Camus and the Algerian War
Camus and the Algerian War
Michael Walzer’s penetrating article on Camus in the Fall 1984 Dissent (“Commitment & Social Criticism: Camus’s Algerian War”), is a very convincing defense of that much-maligned writer’s position during the French-Algerian war, when he refused to ally himself, unlike the majority of the French intelligentsia, unconditionally on the side of the FLN. This defense, it might be said, coincides with the rehabilitation of Camus’s political reputation in France in recent years, which had sunk, at the time of his death, to a very low point. Partly as a result of his position on the war, but mostly because of the fierce attack made on L’Homme Revoke by Francis Jeanson in Les Temps Modernes (Jeanson, by the way, was a leader of the active underground of French sympathizers aiding the Algerian rebels), Camus had lost all the considerable stature he had acquired in the immediate, post-Liberation years.
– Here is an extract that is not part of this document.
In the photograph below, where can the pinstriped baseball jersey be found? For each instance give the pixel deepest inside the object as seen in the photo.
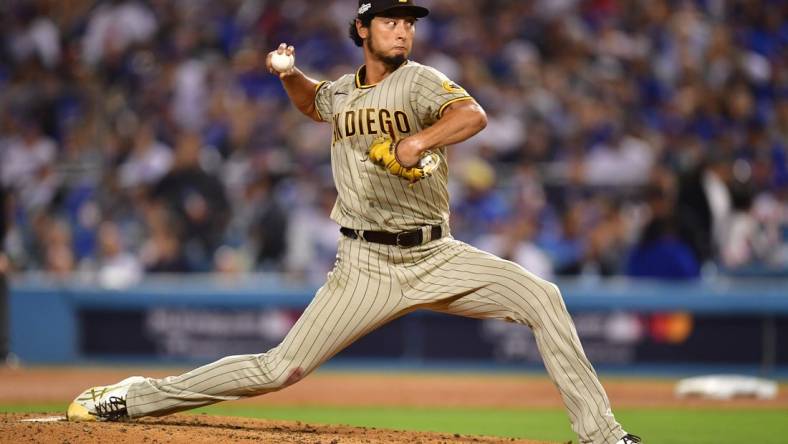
(408, 100)
(372, 284)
But the present French mood is marked by a sharp reaction to its formerly prevalent infatuation with Marxism; and the ensuing tenderness toward the French Communist party and the Soviet Union —whose interests were considered by Sartre and company, for all practical purposes, to be identical with those of the French working class—has all but vanished. As a result, the influence of Camus has taken a new lease on life.